It is not ‘scanning’ in the sense that the AI is reviewing all your photo content prior to uploading to iCloud. Apple punctuates this, stating, ‘This feature does not work on your private iPhone photo library on the device.’ It is screening for a hashtag match to hashtags corresponding to images in the CSAM database. (And yes, this does sound very much like PhotoDNA). Otherwise, Apple already stated in their original announcement that the device is unaware of the actual images stored on it. In the common usage of the term ‘scan’, it is not scanning any images on your phone or other device, including those matching to the CSAM database; merely the hashtags, which thy point out cannot be reverse engineered to an actual image. In short, the actual images on your phone are irrelevant and useless to this screening method. And unless you’re uploading this to iCloud, no one knows what you have on your device – not even the device.
I think you’ve updated most of these points further down, in any case.
Thanks for posting this; it is a very useful PSA and analysis, given the community interest and volume of discussion over the weekend.
“Basically, it works by creating a hash of a photo or video, comparing it to known child pornography hashes in NCMEC’s Child Victim Identification Program database, and seeing if there’s a match.”
Am I reading this correctly that if the image is original then the process wouldn’t find a match?
As far as I understand it, that is correct. It can only scan for images of CSAM that they already know about. The hope is that if they catch someone with known CSAM, maybe they have content that is “unknown” CSAM, and then they can add it to their database.

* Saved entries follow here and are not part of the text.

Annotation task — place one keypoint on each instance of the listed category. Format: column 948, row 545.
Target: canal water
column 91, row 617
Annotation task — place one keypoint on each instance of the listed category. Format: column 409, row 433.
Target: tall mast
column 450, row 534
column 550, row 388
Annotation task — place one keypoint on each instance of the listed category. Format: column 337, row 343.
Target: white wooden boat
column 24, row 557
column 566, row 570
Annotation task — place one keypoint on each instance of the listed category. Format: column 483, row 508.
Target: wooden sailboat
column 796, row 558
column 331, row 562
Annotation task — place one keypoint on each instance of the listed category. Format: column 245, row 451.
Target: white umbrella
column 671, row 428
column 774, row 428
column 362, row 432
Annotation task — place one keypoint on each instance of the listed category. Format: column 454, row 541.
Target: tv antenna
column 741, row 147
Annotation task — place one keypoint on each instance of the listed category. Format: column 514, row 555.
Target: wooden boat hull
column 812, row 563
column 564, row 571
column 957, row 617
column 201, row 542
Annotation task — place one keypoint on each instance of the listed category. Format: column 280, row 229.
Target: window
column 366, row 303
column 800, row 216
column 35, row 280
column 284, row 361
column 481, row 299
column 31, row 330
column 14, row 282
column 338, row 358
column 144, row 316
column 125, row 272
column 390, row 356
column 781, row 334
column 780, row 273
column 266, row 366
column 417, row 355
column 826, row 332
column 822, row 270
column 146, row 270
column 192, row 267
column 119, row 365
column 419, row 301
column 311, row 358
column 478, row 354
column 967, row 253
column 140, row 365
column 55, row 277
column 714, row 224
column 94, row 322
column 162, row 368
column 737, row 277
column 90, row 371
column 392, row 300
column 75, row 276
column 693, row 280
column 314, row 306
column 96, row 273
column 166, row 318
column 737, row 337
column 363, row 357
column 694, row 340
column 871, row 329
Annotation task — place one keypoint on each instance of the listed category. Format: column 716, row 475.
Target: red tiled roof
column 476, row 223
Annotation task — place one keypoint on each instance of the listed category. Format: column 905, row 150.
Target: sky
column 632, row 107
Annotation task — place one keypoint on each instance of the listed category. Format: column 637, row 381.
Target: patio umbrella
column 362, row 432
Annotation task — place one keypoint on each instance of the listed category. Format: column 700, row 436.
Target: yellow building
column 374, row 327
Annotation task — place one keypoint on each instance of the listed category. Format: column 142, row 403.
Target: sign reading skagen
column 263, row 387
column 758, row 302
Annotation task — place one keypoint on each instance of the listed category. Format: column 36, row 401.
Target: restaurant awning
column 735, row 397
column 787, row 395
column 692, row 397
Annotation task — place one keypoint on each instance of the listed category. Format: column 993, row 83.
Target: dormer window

If one of these people made an original piece of content, it wouldn’t be detected unless/until they were caught by law enforcement and those images were added to the database.
Dear Mr. Orr,
in the following statement:
“Apple says that customer data is encrypted in transit and on iCloud servers. This includes both the Photos app and content stored in iCloud Drive”
you missed one very important detail. The data is encrypted at the rest on iCloud Drive ONLY in case that 2FA is ON.
https://support.apple.com/en-us/HT202303
Aha, thanks!